- Interactive map of Tsutskhvati Cave Natural Monument
- Nearest city: Tskaltubo
- Coordinates: 42°16′15.9″N 42°51′14.8″E﻿ / ﻿42.271083°N 42.854111°E
- Area: 0.16 km^{2} (0.062 sq mi)
- Established: 2007
- Governing body: Agency of Protected Areas
- Website: ცუცხვათის მღვიმე

= Tsutskhvati Cave Natural Monument =

Cave in Georgia

Tsutskhvati Cave Natural Monument (ცუცხვათის მღვიმე) is a karst cave near village Tsutskhvati in Tkibuli Municipality in Imereti region of Georgia. Locally known as Maghara (მაღარა) cave is located in Okriba-Argveti ridge, south of Shalataghele River in Chishura River gorge 320 meters above sea level.

== Morphology ==
Carved by subsurface water flow in a limestone in Okriba karst massif cave consists of 13 floors. The ground floor from the bottom is behind narrow hole impassable for humans. Year round a small stream flows into this narrow opening.
The second floor, considered to be at cave main elevation, is characterized by a huge natural tunnel (length - 200 m, width - 10–30 m, height 10–28 m). The water flows here only during the floods of Shalataghele River. Small springs and lakes, fragments of calcite shapes can be seen here. This part of the cave was accessed in prehistoric times. The remains of an old cult structure - a man-made bows - are found on the ceiling of this cave floor.
From the fourth floor and upwards the caves are dry, without presence of water in a modern times. Here are located an archaeological sites dating from the Middle Paleolithic era to the Bronze Age and to the historic era. Up to forty species of animal bones was found here. Of particular interest are The Bronze Cave on the fifth floor with a total capacity of 12–13 meters. Finding in these caves reflect climate variability and change over the last 140,000 years. The other notable cave is so-called upper cave on eleventh floor. Here the primitive cult objects were found: the specially arranged bones and teeth of sacrificed animals. Finally there is a three caves deep dug in stone with railings, bats and tanks on seventh through ninth floors, which show signs of fortification during the Georgian feudalism era. Here are well preserved stone walls, staircases, pitchers. Presently it's populated by large colony of bats. Due to it archeological antiquities and multi floor morphology the Tsutskhvati Cave is considered as one of the first among world's unique caves.

== Fauna ==
The inhabitants of the cave are Laemostenus, Mesogastrura, Pygmarrhopalites, Heteromurus, Plutomurus and Amerobelba.

== Archaeological site ==
The Tsutskhvati Cave is site of archaeological works and has status of the protected areas of Georgia.
Archaeological studies were conducted since the 1970s, when the State Museum of History of Georgia and the Institute of Paleobiology carried out joint works at the site.

At the Tsutskhvati Cave archaeologists have found and identified an artifacts of neanderthal settlements dated back 50,000 years.
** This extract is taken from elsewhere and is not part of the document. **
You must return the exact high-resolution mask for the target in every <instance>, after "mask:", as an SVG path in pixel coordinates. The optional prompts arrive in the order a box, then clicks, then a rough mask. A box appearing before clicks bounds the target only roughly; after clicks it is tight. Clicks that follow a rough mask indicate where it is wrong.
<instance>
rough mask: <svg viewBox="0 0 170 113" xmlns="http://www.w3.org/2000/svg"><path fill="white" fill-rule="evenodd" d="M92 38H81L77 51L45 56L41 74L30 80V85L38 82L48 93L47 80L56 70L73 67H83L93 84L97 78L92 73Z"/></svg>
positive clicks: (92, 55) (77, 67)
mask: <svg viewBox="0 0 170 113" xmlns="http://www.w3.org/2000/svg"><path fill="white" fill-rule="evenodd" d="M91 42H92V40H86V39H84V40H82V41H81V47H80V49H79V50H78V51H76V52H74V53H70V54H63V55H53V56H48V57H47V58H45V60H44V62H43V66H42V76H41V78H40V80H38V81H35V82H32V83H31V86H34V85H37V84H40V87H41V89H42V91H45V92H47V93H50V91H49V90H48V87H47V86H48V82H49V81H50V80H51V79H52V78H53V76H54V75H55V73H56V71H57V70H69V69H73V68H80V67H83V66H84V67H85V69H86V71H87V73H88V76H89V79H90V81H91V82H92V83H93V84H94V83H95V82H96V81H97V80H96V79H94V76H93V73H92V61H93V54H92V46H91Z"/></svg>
According Georgian National Museum the previously discovered item was confirmed as belonging to a neanderthal era and newly found items was attributed to homo sapiens. A child's tooth found at Tsutskhvati Cave in earlier digs has now been confirmed to be dated back to around 50,000 years ago to the Upper Paleolithic historical period. A new findings of the presence of homo sapiens in the same location has been assigned to the period between 80,000 and 12,000 years ago.

The scientists also excavated a Chalcolithic settlement in a Tsutskhvati Cave dubbed The Bronze Cave, indicating artifacts from an era of early metallurgy.

Archaeologists findings included stone weapons from 400,000 to 40,000 years ago. The location also saw digs in the late 1990s and the early 2000s, however most of the cave area was only studied starting in 2016.

The current works were launched in 2017 by an international expedition with support of the Shota Rustaveli National Science Foundation, under the project titled Neanderthals in the South Caucasus. International team includes archaeologists from Georgia, France and the United States, as well as about 50 local students.